Por: Rafael Estrada Michel
Ilustración: Sergio Bordón, cortesía de Nexos
Se dirá que durante el siglo XX superamos maniqueísmos, y es cierto que lo hicimos, aunque muy a cuentagotas. Algunos de nosotros aún podemos recordar que la “reacción” (clerical, empresarial, proyanqui, comunista o lo que fuera distinto al credo ortodoxo del oficialismo revolucionario) era sin más categorizada como traición, pendiendo sobre ella la espada de una condena que, en algunos casos, podía llegar a ser capital (aunque, todo hay que decirlo a favor del siglo XIX, a través de ejecuciones extrajudiciales, “leyes fugas” y guerras sucias) o que implicaba cuando menos la puesta perpetua en entredicho y el silenciamiento suspicaz y presuntor de la culpabilidad. En el trasfondo subsiste, y aparece últimamente con renovada fortaleza, la idea de que toda transformación auténtica (y vaya que el país la requiere para resolver de una vez por todas su añejo problema de desigualdad y marginación) únicamente se puede dar a través de la exclusión, de la negación de la alteridad, de la sordera frente al diálogo y de la execración de las ideas diversas.
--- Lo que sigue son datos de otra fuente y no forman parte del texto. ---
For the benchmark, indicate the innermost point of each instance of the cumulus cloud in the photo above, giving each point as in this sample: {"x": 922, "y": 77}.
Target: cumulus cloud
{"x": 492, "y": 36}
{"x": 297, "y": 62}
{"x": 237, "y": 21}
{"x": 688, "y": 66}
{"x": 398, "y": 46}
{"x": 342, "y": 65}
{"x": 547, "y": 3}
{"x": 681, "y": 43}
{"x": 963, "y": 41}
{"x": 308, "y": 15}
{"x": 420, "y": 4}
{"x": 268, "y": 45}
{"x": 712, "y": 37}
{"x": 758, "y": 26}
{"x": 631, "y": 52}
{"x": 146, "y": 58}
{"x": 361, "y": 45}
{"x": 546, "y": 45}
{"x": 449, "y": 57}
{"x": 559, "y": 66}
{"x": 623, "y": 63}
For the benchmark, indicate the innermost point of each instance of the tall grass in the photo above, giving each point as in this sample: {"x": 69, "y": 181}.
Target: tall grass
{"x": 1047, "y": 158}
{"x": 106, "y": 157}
Contemplamos hoy un hecho inédito: la convocatoria a una consulta popular y al fusilamiento “pacífico” (esto es, en efigie, como ocurría con los condenados por la Santa Inquisición cuando optaban por una muerte menos vil que la quema en leña verde) de los legisladores que optaron por mantener en sus términos el texto de una Constitución que tanto ellos como los integrantes del partido en el gobierno protestaron cumplir y hacer cumplir al asumir sus altos cargos.